The [program] section makes NAOqi autoload an executable program. You need to specify /the/full/path/to/your/program. Lines starting with # are comments.
We manually stop NAOqi (ensure that stiffness is off and NAO is stable):
nao stop
Note that the chest light should now flash yellow, indicating that NAOqi is not running. We restart NAOqi:
nao start
"NAO Gnuk!" - We can examine the NAOqi log:
less /var/log/naoqi/head-naoqi.log
In the end of that file, there should be a line that says "[INFO ] Starting InertialMonitor". If there was a problem and our module crashed, then NAOqi may have crashed too. The log should reflect that, as by default, all logged data at error level is recorded.
But restarting NAO in that way and going to fish for the log file is not very convenient. Moreover, the log only records data logged at INFO level and above. We maybe want to get access to low-level logged data. Let's stop naoqi again:
nao stop
Another way to run naoqi is to call the binary directly. It allows passing naoqi-specific options; for instance, we want to get down to the VERBOSE level of logging:
naoqi -v
You can stop it with ctrl-c.
Usually, I have a few terminal open with ssh into NAO, one of which I use to manipulate naoqi, and the others for files, etc…, and a few more terminals open with local shells.
let's start naoqi at high verbosity and call the startMonitorAndRecord function of the InertialMonitor module instance using the inmon_client binary (it could be run from our computer or from NAO, let's try from out our computer)
in one of the ssh'd terminal:
naoqi -v > ~/naoqi.log 2>&1
in the local shell:
./build-local/sdk/bin/inmon_client --pip 192.168.2.3 --pport 9559 -c START --output-file /home/nao/inmon.out.txt -p 1000
Wait a few seconds, then:
./build-local/sdk/bin/inmon_client --pip 192.168.2.3 --pport 9559 -c STOP
You can stop (ctrl-c) naoqi in the ssh'd terminal, and examine the inmon log file (q to quit):
less ~/inmon.out.txt
and you can have a look at the verbose naoqi.log file that we made too:
less ~/naoqi.log
(search for "Inertial" by typing /Inertial and pressing enter. press n for the next occurrence.
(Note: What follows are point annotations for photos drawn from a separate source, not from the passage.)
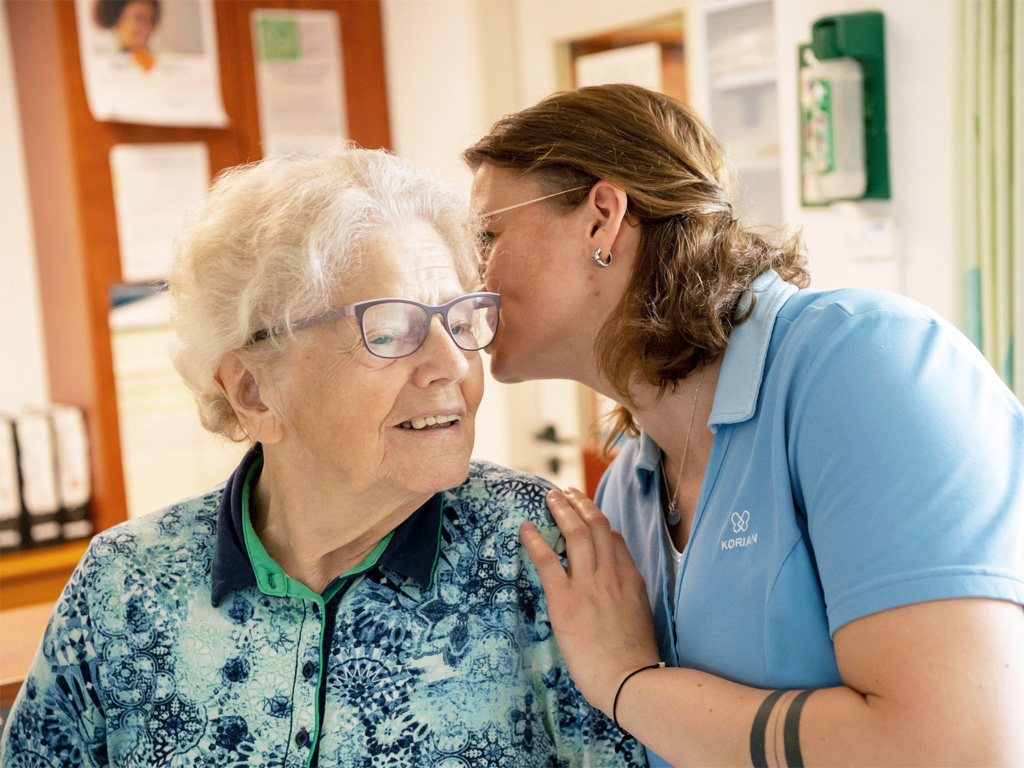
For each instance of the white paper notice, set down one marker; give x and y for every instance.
(154, 186)
(637, 65)
(299, 81)
(151, 62)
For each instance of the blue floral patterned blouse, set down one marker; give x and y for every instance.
(178, 642)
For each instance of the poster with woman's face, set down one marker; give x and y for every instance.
(151, 61)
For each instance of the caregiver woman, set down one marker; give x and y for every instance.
(823, 491)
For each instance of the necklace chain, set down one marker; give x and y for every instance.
(674, 515)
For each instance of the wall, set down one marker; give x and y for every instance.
(449, 84)
(456, 66)
(24, 377)
(921, 82)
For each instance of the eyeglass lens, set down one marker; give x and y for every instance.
(396, 329)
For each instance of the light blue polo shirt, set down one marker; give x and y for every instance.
(878, 423)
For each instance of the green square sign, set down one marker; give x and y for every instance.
(279, 39)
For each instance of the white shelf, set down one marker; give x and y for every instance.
(743, 79)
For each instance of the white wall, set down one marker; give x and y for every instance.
(24, 378)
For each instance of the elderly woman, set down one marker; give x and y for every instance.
(349, 597)
(823, 491)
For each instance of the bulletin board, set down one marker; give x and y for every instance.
(72, 195)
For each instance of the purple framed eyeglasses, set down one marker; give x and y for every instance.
(396, 328)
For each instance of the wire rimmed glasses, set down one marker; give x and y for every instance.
(396, 328)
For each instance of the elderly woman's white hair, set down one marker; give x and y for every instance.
(276, 240)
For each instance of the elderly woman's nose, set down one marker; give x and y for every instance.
(440, 358)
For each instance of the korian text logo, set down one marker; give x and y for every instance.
(740, 521)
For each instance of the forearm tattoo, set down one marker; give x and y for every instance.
(774, 735)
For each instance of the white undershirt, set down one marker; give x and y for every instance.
(673, 561)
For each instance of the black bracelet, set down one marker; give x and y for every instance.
(614, 704)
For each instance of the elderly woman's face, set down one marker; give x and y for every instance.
(348, 414)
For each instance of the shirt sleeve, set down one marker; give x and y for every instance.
(57, 719)
(905, 452)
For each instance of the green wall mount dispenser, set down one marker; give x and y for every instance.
(844, 135)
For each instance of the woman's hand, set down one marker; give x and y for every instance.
(599, 609)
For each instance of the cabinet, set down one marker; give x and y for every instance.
(67, 158)
(735, 88)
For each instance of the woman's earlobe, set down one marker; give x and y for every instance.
(239, 384)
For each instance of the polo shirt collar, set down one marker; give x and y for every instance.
(412, 551)
(742, 366)
(747, 353)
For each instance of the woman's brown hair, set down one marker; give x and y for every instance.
(694, 260)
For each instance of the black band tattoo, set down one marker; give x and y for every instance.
(791, 732)
(760, 728)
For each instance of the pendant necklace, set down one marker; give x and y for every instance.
(674, 515)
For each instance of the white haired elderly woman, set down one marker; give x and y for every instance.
(348, 597)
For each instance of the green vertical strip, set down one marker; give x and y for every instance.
(962, 124)
(985, 180)
(1003, 184)
(971, 153)
(1017, 204)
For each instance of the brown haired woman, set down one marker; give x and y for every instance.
(835, 563)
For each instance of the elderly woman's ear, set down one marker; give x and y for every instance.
(259, 422)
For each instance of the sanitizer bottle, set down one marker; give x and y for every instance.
(833, 108)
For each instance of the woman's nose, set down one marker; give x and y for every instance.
(441, 360)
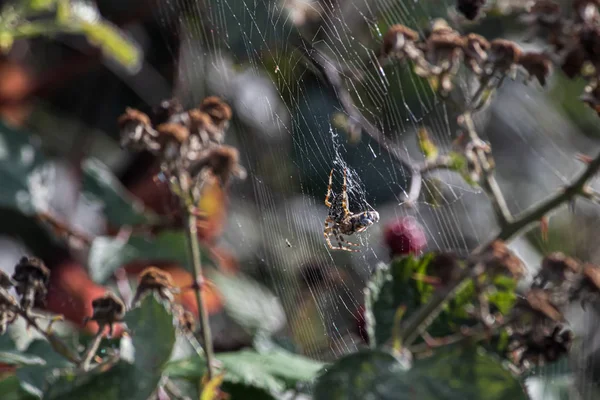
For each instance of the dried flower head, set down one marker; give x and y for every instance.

Esc to stop. q to quit.)
In the next episode
We have the basis of our module in place. In a second iteration, we will look at:
- making the module send those sensor values as a stream to another computer on the network (which involves network I/O programming)
- letting the client program optionally display the received stream of sensor values, and maybe do other neat things with it.